Economists in Hawaii warn that residents who survived the wildfire that destroyed much of the Maui community of Lahaina might not be able to afford to live there after it is rebuilt unless officials alter the zoning laws and make other changes
HONOLULU — Residents who survived the wildfire that leveled the Hawaii town of Lahaina might not be able to afford to live there after it is rebuilt unless officials alter the zoning laws and make other changes, economists warned Friday.
“The risk is very real,″ Carl Bonham, executive director of the University of Hawaii Economic Research Organization, told a virtual news conference ahead of the group’s release Friday of its quarterly state economic forecast.
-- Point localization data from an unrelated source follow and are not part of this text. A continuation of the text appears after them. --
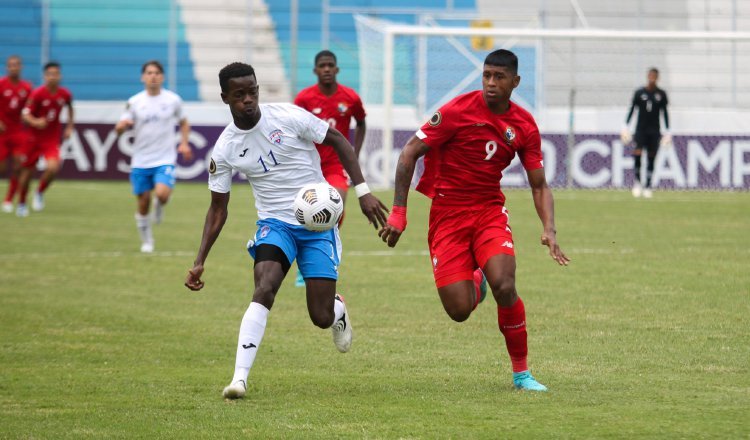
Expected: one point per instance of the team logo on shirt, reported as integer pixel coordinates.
(275, 136)
(510, 135)
(436, 119)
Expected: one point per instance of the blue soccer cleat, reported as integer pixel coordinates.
(525, 381)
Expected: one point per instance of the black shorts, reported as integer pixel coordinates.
(648, 141)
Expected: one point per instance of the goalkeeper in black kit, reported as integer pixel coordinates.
(650, 101)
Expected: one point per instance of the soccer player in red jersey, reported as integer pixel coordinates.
(14, 136)
(466, 145)
(337, 105)
(42, 114)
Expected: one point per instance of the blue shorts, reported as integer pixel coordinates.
(145, 179)
(317, 253)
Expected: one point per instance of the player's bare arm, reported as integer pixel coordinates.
(184, 148)
(359, 136)
(372, 207)
(215, 219)
(407, 161)
(71, 122)
(545, 208)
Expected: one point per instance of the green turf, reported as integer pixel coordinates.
(645, 334)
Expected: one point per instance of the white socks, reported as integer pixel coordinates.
(251, 333)
(338, 310)
(143, 223)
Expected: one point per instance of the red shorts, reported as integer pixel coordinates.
(462, 239)
(49, 149)
(335, 175)
(14, 142)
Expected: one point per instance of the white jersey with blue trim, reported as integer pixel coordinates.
(154, 125)
(278, 157)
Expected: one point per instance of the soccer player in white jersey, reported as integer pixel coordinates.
(153, 115)
(273, 145)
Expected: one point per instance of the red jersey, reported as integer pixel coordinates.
(470, 147)
(42, 103)
(13, 97)
(337, 109)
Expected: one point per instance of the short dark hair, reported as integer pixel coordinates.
(234, 70)
(154, 63)
(325, 53)
(503, 58)
(50, 65)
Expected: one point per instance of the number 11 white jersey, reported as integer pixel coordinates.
(278, 157)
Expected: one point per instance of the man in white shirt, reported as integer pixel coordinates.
(153, 115)
(273, 146)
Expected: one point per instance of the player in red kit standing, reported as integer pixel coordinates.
(14, 136)
(466, 145)
(42, 114)
(337, 105)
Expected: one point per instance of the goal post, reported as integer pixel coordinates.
(598, 68)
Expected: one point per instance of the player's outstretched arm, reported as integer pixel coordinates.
(407, 161)
(215, 219)
(71, 122)
(184, 147)
(545, 208)
(372, 207)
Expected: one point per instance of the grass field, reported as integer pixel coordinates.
(645, 335)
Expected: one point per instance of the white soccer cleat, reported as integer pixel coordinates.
(636, 190)
(235, 390)
(158, 213)
(37, 204)
(342, 330)
(22, 210)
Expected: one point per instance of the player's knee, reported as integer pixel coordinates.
(460, 315)
(458, 312)
(504, 290)
(264, 294)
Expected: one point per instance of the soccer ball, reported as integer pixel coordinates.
(318, 206)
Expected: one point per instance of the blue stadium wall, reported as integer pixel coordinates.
(101, 45)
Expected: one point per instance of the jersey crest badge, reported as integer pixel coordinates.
(510, 135)
(275, 136)
(436, 119)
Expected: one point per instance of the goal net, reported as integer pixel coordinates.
(579, 84)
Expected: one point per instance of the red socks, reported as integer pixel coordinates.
(512, 323)
(43, 184)
(12, 187)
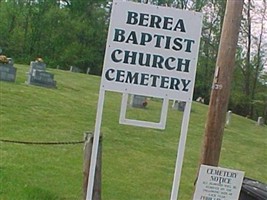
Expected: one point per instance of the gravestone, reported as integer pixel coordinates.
(178, 105)
(38, 76)
(75, 69)
(138, 101)
(228, 117)
(7, 72)
(260, 121)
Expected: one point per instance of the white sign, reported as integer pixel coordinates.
(151, 51)
(215, 183)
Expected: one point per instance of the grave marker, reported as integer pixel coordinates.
(138, 101)
(38, 76)
(7, 72)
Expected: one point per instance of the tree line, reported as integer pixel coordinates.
(73, 33)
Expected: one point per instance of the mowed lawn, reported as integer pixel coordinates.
(138, 163)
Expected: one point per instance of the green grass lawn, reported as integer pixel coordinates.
(138, 163)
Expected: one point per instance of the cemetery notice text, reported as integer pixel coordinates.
(215, 183)
(151, 50)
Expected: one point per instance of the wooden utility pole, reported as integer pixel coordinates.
(220, 93)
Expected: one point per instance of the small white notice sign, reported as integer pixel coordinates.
(215, 183)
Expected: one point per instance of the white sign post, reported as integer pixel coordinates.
(215, 183)
(151, 51)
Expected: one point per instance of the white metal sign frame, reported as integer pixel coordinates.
(159, 78)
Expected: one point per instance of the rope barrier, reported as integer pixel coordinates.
(41, 143)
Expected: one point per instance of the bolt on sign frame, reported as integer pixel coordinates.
(151, 51)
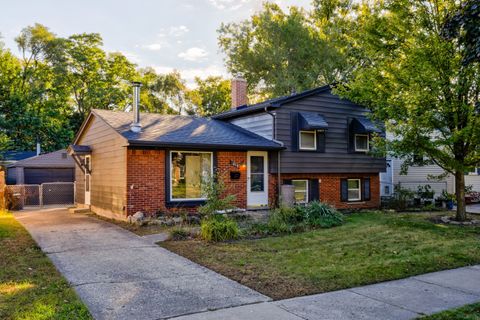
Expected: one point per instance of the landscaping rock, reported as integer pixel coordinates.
(177, 219)
(137, 218)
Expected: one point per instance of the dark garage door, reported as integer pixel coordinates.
(42, 175)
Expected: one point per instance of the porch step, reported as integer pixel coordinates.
(79, 210)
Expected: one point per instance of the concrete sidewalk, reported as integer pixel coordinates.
(401, 299)
(120, 275)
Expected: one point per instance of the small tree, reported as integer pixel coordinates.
(215, 191)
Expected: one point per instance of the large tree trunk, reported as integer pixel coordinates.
(460, 193)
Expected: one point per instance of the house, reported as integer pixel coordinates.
(55, 166)
(153, 163)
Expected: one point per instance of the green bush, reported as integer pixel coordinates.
(218, 228)
(318, 214)
(179, 234)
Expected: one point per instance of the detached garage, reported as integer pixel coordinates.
(55, 166)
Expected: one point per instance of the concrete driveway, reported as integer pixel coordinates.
(120, 275)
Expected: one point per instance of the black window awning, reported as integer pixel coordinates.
(312, 121)
(363, 124)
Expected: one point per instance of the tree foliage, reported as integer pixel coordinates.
(279, 52)
(48, 90)
(415, 82)
(211, 96)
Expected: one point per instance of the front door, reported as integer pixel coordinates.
(88, 179)
(257, 179)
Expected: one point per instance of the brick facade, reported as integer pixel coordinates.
(146, 180)
(238, 187)
(329, 187)
(146, 183)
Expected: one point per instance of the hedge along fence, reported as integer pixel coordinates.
(2, 190)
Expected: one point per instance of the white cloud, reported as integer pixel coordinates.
(228, 4)
(153, 46)
(174, 31)
(189, 74)
(193, 54)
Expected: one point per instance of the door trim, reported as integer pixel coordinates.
(257, 199)
(88, 167)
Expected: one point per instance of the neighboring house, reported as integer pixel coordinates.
(421, 176)
(55, 166)
(155, 163)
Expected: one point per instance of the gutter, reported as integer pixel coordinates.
(274, 136)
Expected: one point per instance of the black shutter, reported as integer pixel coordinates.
(344, 190)
(350, 135)
(320, 141)
(313, 190)
(366, 189)
(294, 127)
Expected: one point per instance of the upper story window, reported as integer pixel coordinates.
(188, 169)
(308, 140)
(474, 172)
(362, 142)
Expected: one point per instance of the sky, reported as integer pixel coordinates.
(163, 34)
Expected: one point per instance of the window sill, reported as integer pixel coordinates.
(184, 203)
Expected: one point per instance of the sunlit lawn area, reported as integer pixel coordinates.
(369, 248)
(30, 286)
(469, 312)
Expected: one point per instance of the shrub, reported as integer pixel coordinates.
(218, 228)
(214, 191)
(179, 234)
(318, 214)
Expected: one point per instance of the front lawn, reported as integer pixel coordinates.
(369, 248)
(468, 312)
(30, 286)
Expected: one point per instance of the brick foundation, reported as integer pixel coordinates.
(329, 187)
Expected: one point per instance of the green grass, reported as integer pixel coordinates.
(369, 248)
(30, 286)
(469, 312)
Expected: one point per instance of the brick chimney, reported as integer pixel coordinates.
(239, 92)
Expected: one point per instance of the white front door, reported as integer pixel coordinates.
(257, 179)
(88, 179)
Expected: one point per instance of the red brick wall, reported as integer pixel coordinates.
(330, 189)
(146, 173)
(145, 181)
(237, 187)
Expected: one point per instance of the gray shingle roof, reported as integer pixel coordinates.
(185, 131)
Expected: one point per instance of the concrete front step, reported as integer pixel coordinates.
(79, 210)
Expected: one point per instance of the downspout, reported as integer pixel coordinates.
(274, 136)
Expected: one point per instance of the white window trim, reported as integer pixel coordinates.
(314, 139)
(89, 157)
(474, 172)
(170, 173)
(368, 142)
(359, 190)
(306, 189)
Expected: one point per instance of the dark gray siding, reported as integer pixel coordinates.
(336, 158)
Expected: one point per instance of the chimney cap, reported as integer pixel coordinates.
(136, 83)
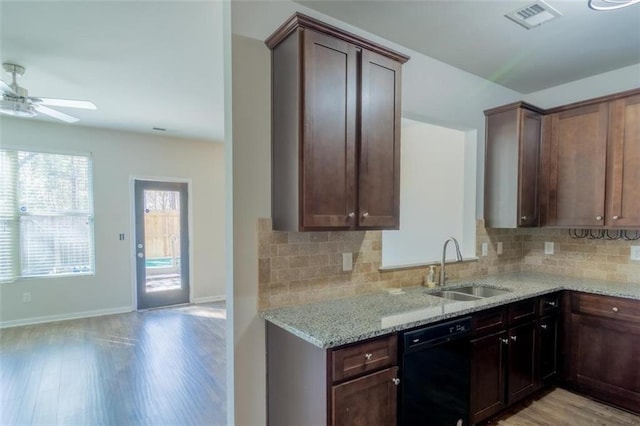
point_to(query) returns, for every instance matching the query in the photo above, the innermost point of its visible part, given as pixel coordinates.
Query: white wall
(591, 87)
(434, 181)
(116, 157)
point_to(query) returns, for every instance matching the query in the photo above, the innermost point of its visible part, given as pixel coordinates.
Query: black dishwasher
(435, 371)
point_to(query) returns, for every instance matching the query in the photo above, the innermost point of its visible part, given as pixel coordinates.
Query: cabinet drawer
(364, 357)
(524, 310)
(607, 306)
(489, 321)
(549, 304)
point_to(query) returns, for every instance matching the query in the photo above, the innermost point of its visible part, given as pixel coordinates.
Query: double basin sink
(469, 293)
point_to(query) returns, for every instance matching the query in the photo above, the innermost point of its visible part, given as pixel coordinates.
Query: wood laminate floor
(159, 367)
(560, 407)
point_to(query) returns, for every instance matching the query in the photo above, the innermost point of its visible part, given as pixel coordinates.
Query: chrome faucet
(443, 275)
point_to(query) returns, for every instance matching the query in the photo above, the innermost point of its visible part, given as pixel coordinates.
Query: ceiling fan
(16, 101)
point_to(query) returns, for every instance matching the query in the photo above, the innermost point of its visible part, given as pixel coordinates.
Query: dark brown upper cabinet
(335, 129)
(511, 166)
(591, 163)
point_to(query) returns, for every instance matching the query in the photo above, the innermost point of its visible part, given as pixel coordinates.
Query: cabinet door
(368, 401)
(529, 141)
(577, 162)
(548, 349)
(327, 163)
(624, 163)
(379, 160)
(488, 357)
(522, 362)
(604, 359)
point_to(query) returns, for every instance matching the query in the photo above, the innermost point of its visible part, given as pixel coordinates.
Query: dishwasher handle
(437, 334)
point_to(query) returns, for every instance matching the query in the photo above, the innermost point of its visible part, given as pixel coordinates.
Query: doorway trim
(132, 230)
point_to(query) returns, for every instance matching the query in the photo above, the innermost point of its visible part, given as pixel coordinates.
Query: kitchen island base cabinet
(605, 349)
(351, 385)
(352, 401)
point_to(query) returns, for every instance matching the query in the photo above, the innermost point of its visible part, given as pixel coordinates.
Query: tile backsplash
(302, 267)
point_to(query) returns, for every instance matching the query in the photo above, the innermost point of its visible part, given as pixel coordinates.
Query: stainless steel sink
(481, 291)
(454, 295)
(470, 292)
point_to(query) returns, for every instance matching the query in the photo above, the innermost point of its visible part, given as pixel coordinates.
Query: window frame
(17, 246)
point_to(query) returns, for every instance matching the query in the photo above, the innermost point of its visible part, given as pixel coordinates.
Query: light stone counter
(337, 322)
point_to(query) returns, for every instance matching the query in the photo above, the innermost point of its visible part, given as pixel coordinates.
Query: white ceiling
(475, 36)
(144, 64)
(158, 63)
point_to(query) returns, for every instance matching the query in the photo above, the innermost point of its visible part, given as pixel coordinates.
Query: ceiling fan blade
(69, 103)
(56, 114)
(5, 88)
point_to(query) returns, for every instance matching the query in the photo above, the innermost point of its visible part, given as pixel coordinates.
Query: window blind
(49, 215)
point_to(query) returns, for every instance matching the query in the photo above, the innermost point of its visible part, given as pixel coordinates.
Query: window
(46, 215)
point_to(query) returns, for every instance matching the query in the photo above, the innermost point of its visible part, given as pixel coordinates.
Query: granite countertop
(337, 322)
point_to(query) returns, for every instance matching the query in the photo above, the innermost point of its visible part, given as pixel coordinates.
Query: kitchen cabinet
(623, 167)
(605, 349)
(503, 363)
(549, 339)
(512, 155)
(591, 158)
(335, 129)
(353, 384)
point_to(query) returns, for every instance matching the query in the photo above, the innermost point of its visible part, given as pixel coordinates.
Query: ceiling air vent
(533, 15)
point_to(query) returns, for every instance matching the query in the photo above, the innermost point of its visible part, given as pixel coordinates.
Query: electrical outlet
(347, 261)
(548, 247)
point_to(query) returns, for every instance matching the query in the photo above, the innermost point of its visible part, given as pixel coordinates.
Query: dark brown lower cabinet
(521, 364)
(548, 348)
(605, 356)
(488, 374)
(368, 400)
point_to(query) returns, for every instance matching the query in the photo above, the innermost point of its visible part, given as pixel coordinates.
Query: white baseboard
(209, 299)
(63, 317)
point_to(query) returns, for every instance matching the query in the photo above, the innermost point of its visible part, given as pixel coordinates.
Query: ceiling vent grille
(533, 15)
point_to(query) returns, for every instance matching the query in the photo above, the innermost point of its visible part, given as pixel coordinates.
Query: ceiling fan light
(17, 108)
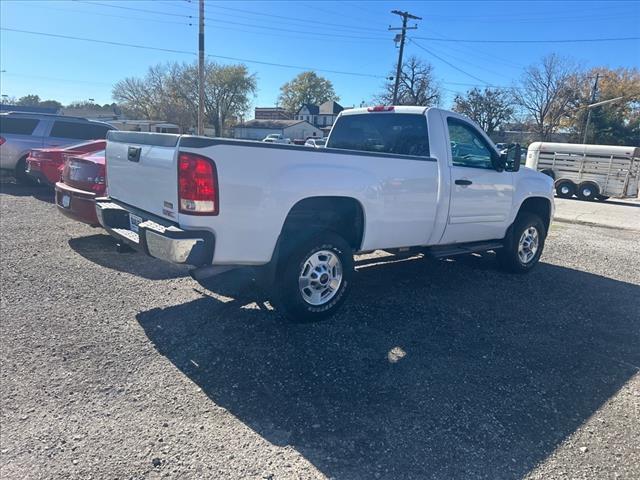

Soaring housing prices have already forced many Native Hawaiians and other longtime Hawaii residents to leave the islands and move to the U.S. mainland. The wildfire that claimed at least 97 lives and destroyed 2,200 buildings in the West Maui community of Lahaina — 86% of which were residential — amplifies that problem for the survivors. Nearly 8,000 of them have been placed at 40 hotels or other accommodations around the island of Maui.
“Market prices for this new housing are likely to far exceed the already high prices that existed in Lahaina before the fire. For renters, the old housing stock that was destroyed provided opportunities for reasonable rents,” the economic report said.
A spike in housing costs would be a further burden for people — including retirees and those who worked in restaurants, hotels and shops — who lost their homes and jobs when their places of employment burned to the ground on Aug. 8, or when West Maui temporarily closed to tourism after the disaster.